Masalahnya, empati ini sendiri begitu mudahnya tergerus ketika kita beranjak dewasa. Ikatan batin manusia dengan manusia lain, atau dengan makhluk lain dan alam sekitarnya, seolah terlalu lemah dibandingkan dengan hubungan lainnya. Hubungan famili dan kesukuan, persaudaraan atas dasar agama, dan juga nasionalisme atas dasar batas negara, jauh lebih kuat dalam membangun ikatan dan menempa loyalitas. Dan tebak apa yang terjadi? Perang.

Akibat lain dari lunturnya empati adalah sifat-sifat manusiawi lainnya: narsisime, materialisme, kekerasan dan agresi. Ketika keluarga, sekolah, dan struktur sosial hingga negara gagal menanamkan rasa empati di dalam jiwa generasi penerusnya, sifat-sifat tersebut mengemuka, dan tercermin pula dalam persona-persona di dunia maya.

Mari bercermin ke akun-akun yang kita miliki, apa isinya? Keluhan? Hujatan? Omelan? Pamer makanan? Pamer kesolehan? Pamer gadget baru? Keminter? Keminggris? Pamer tulisan dengan gaya bahasa njlimet? Apa yang baru kita baca, tonton, dan dengar? Modus berbalut tulus? Sepik berlapis bait-bait puitis? Foto dengan si dia? Foto buah hati? Kutipan orang terkenal? Kutipan hatidh dan ayat suci? Cerita inspiratif tak peduli isinya hoax? (dan tambahan) Foto-foto yudisium dan wisuda? Eh ya ternyata, hampir semuanya bisa dikelompokkan ke dalam empat sifat yang disebut opa Rifkin sebelumnya: narsis, materialis, keras, ataupun agresif. ((Dalam paragraf ini, tentunya saya mencoba melesatkan ribuan anak panah ke udara, yang beberapa (ratus) di antaranya kena punggung sendiri :mrgreen: jadi jangan terlalu ditanggapi dengan emosi ya…))

Oh ya, saya bilang “hampir” loh ya. Artinya tentu masih ada banyak konten-konten berbobot dan mencerahkan yang bisa kita temukan di dunia maya. Ada banyak bloher™ yang menulis hal-hal istimewa dan harus diketahui dunia.
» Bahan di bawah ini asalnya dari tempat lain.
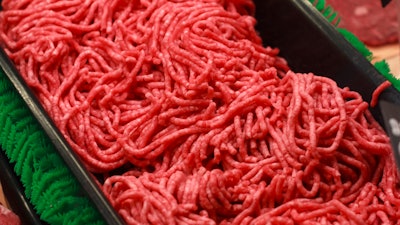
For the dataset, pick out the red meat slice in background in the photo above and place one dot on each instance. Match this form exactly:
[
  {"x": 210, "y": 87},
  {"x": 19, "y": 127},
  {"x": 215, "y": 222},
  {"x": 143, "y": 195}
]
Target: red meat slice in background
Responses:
[
  {"x": 368, "y": 20},
  {"x": 7, "y": 217}
]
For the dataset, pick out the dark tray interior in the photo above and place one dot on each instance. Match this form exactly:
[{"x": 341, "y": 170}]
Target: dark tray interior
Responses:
[{"x": 307, "y": 41}]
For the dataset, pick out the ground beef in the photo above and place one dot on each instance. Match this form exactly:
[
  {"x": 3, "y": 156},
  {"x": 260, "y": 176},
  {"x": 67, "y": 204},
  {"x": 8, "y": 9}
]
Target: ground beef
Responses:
[
  {"x": 188, "y": 119},
  {"x": 368, "y": 20}
]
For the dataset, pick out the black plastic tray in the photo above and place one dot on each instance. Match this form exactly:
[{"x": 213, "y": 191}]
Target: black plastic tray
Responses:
[{"x": 307, "y": 41}]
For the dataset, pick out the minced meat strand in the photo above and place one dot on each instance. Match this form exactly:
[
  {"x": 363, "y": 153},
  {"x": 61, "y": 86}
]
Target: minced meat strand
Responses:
[{"x": 185, "y": 118}]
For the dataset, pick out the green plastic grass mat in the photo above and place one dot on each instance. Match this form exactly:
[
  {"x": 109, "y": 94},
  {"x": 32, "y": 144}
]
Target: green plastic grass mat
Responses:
[
  {"x": 334, "y": 18},
  {"x": 49, "y": 184}
]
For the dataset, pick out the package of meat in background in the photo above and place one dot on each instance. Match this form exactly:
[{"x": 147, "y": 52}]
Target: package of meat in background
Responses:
[{"x": 372, "y": 23}]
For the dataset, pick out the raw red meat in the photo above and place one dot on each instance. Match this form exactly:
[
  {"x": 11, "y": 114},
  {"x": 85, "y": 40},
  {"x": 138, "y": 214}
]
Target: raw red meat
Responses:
[
  {"x": 7, "y": 217},
  {"x": 192, "y": 121},
  {"x": 371, "y": 23}
]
Terlepas dari apakah seseorang menulis dengan Tulus atau ada modus, demi mencerdaskan atau mengais trepik, saya yakin konten-konten berkualitas akan selalu bermunculan, dari resep donat hingga human trafficking, dari babad pewayangan hingga Twilight #eh.

Saya melihat blog masih semencerahkan sebelumnya, ketika berkesempatan membaca blog rekan-rekan sejak era Peleton 2007, baik di tulisan lama maupun baru, selalu ada rasa bertambahnya pemahaman akan dunia, dan rasa makin sempitnya wawasan dan cupetnya sudut pandang. Dan maaf saja, ini tak bisa saya temui di FB apalagi di Twitter, meski banyak seleb dengan kultwit-nya yang gegap gempita itu. Blog, buat saya pribadi masih yang paling komprehensif untuk menyampaikan informasi, tanpa terpotong-potong karakter atau terbatasnya visibilitas.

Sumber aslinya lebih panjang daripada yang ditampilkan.